Trois enfants portent soigneusement leurs cahiers d'école à la main. Ils les tiennent en hauteur pour ne pas se mouiller, car ils doivent marcher pendant une heure et l'eau leur arrive jusqu'à la taille. En chemin, ils passent devant le dispensaire qui, depuis un mois, est une île. Ce matin, une femme traverse également ces terres marécageuses avec son bébé attaché sur le dos, pieds nus malgré les serpents qui apparaissent occasionnellement dans l'eau brune : la petite, de moins d'un an, a la diarrhée, et elle est inquiète. Il veut voir le pédiatre. Les jours d'inondation, de plus en plus souvent, les patients ne se rendent chez le médecin que par bateau, s'ils en ont les moyens.

L'eau marque la vie quotidienne de la ville de Bunyala, à Busia, un comté kenyan de 70 000 habitants entouré par le lac Victoria, deux rivières et deux marécages, à côté de la frontière avec l'Ouganda, qui vit de la pêche et de l'agriculture pour la construction. Ici aussi, l’eau tue, avec des crues soudaines qui emportent des habitations et des habitants précaires dans des territoires que le lac revendique peu à peu : depuis 2020, disent les voisins, il prend du terrain sans s’arrêter. Et cela risque de se produire de plus en plus souvent : en novembre, le Kenya a connu des pluies torrentielles très destructeur, qui s’est produite après la pire sécheresse des 40 dernières années, attribuée principalement à l’urgence climatique d’origine humaine. Le Kenya est particulièrement vulnérable aux phénomènes météorologiques extrêmes, à l’instar d’autres pays d’Afrique subsaharienne. Ce qui s’est produit cette année est donc un avertissement sur ce qui pourrait arriver.

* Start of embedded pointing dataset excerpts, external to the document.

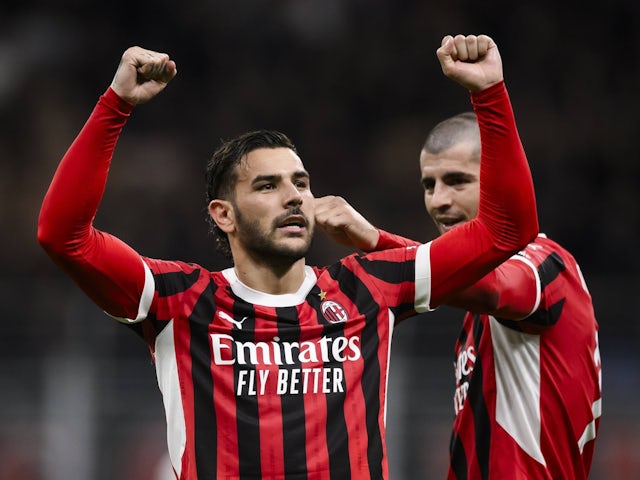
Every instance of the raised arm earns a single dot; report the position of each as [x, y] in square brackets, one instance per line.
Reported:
[507, 217]
[110, 272]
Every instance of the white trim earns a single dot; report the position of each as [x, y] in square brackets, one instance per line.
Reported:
[269, 300]
[169, 384]
[536, 276]
[392, 320]
[146, 297]
[590, 430]
[517, 369]
[423, 278]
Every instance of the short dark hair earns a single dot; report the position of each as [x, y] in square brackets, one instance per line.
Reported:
[453, 130]
[222, 174]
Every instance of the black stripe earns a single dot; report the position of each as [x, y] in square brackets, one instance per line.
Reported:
[293, 412]
[205, 427]
[247, 412]
[548, 271]
[394, 272]
[367, 305]
[458, 460]
[172, 283]
[475, 399]
[481, 421]
[336, 433]
[550, 268]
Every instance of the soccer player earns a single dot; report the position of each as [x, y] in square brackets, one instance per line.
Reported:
[527, 366]
[273, 368]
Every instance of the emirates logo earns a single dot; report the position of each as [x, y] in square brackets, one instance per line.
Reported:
[333, 312]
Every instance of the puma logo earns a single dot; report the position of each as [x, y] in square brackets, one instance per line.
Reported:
[232, 320]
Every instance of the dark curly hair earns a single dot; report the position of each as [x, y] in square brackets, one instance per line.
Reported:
[222, 174]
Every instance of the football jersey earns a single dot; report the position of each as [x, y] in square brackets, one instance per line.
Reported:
[289, 386]
[528, 393]
[256, 384]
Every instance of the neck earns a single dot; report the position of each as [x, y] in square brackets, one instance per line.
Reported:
[267, 278]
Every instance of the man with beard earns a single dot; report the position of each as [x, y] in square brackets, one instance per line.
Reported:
[527, 366]
[273, 368]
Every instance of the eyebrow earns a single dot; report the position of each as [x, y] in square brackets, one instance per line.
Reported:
[449, 176]
[271, 178]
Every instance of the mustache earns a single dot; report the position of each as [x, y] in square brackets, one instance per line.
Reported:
[294, 211]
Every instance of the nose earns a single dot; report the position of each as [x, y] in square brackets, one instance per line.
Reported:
[292, 195]
[440, 198]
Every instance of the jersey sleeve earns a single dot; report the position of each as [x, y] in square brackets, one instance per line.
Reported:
[110, 272]
[507, 218]
[388, 240]
[511, 291]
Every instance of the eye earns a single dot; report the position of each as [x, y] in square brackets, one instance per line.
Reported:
[428, 185]
[265, 186]
[301, 184]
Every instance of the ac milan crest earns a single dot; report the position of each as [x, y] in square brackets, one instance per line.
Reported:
[333, 312]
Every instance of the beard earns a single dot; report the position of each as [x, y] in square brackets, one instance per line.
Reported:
[263, 245]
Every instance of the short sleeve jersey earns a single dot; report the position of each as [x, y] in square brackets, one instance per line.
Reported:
[292, 378]
[528, 393]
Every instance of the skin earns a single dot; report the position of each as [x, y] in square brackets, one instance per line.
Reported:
[270, 220]
[264, 248]
[451, 181]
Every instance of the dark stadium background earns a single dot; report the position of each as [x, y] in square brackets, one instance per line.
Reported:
[356, 84]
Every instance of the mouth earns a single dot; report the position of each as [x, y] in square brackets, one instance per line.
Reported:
[292, 224]
[449, 223]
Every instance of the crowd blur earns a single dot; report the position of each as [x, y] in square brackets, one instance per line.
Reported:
[356, 85]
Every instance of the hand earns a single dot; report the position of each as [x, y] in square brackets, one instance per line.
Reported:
[343, 224]
[142, 74]
[472, 61]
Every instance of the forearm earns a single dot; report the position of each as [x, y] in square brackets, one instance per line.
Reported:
[109, 271]
[507, 218]
[509, 213]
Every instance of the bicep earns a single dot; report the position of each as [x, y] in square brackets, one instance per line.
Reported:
[112, 274]
[511, 291]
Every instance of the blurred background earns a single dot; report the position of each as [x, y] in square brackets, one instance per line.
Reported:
[356, 84]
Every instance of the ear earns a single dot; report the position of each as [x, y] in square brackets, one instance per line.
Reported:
[221, 212]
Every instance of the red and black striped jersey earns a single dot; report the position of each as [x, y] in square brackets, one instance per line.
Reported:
[291, 386]
[256, 385]
[528, 392]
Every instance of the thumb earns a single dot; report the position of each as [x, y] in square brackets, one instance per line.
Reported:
[446, 52]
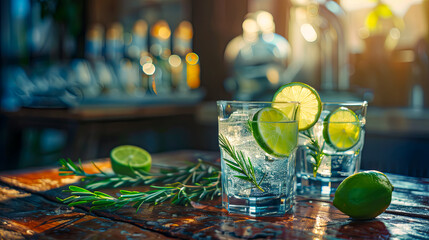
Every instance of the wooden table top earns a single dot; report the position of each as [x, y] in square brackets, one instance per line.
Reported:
[29, 210]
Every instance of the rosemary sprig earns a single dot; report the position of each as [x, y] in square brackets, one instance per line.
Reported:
[316, 150]
[240, 164]
[166, 175]
[196, 182]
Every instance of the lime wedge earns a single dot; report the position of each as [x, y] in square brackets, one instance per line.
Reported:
[310, 105]
[341, 129]
[125, 159]
[274, 132]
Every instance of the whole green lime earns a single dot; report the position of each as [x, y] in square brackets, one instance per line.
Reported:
[126, 159]
[364, 195]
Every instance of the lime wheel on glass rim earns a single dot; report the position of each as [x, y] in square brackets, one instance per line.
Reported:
[364, 195]
[341, 129]
[127, 158]
[274, 132]
[310, 105]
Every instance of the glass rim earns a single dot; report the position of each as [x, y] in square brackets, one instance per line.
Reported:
[347, 103]
[253, 102]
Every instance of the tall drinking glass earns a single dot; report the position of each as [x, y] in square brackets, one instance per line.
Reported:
[258, 142]
[331, 150]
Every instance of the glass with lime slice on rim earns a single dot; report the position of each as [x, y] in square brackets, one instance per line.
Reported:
[330, 139]
[258, 142]
[331, 150]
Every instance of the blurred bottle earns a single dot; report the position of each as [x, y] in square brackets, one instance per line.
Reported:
[160, 49]
[113, 52]
[257, 59]
[319, 47]
[136, 50]
[192, 70]
[104, 73]
[126, 71]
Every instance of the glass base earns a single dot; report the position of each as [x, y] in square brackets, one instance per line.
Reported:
[318, 187]
[259, 206]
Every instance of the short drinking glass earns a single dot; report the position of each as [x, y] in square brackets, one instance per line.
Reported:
[331, 150]
[258, 142]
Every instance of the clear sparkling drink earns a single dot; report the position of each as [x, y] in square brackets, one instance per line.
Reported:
[321, 163]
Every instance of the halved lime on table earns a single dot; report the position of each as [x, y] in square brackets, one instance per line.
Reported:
[126, 159]
[341, 129]
[310, 105]
[274, 132]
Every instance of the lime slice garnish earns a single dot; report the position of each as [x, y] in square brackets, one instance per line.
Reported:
[341, 129]
[310, 105]
[274, 132]
[125, 159]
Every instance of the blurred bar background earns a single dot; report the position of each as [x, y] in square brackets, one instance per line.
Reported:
[81, 77]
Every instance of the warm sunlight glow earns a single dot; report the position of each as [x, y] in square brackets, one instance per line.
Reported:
[161, 30]
[174, 61]
[184, 31]
[192, 58]
[148, 68]
[265, 21]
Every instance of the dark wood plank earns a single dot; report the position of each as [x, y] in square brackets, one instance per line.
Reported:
[28, 216]
[407, 216]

Il y a une tempête parfaite à Busia : c'est à côté de l'Ouganda, le pays avec l'incidence du paludisme la plus élevée au monde ; et, en outre, suite aux inondations et à l'avancée du lac, les camps de personnes déplacées prolifèrent, des tentes en plastique avec le logo de la Croix-Rouge où cinq, six, sept membres d'une même famille s'entassent pendant des années. Les violences sexuelles sont omniprésentes – les agents du comté et des ONG attribuent de nombreuses grossesses chez les adolescentes au viol – et à la précarité, comme celle de Margaret Nadara, 60 ans, qui vit avec huit membres de sa famille dans une tente temporaire après avoir perdu sa maison en 2018. Son jardin, il explique, est inondé en permanence, il se nourrit donc grâce à l'aide de la commune et des organisations humanitaires. Ces camps sont également un territoire fertile pour les maladies, notamment le paludisme. Nadara elle-même dit qu'un proche est décédé de cette maladie la semaine dernière.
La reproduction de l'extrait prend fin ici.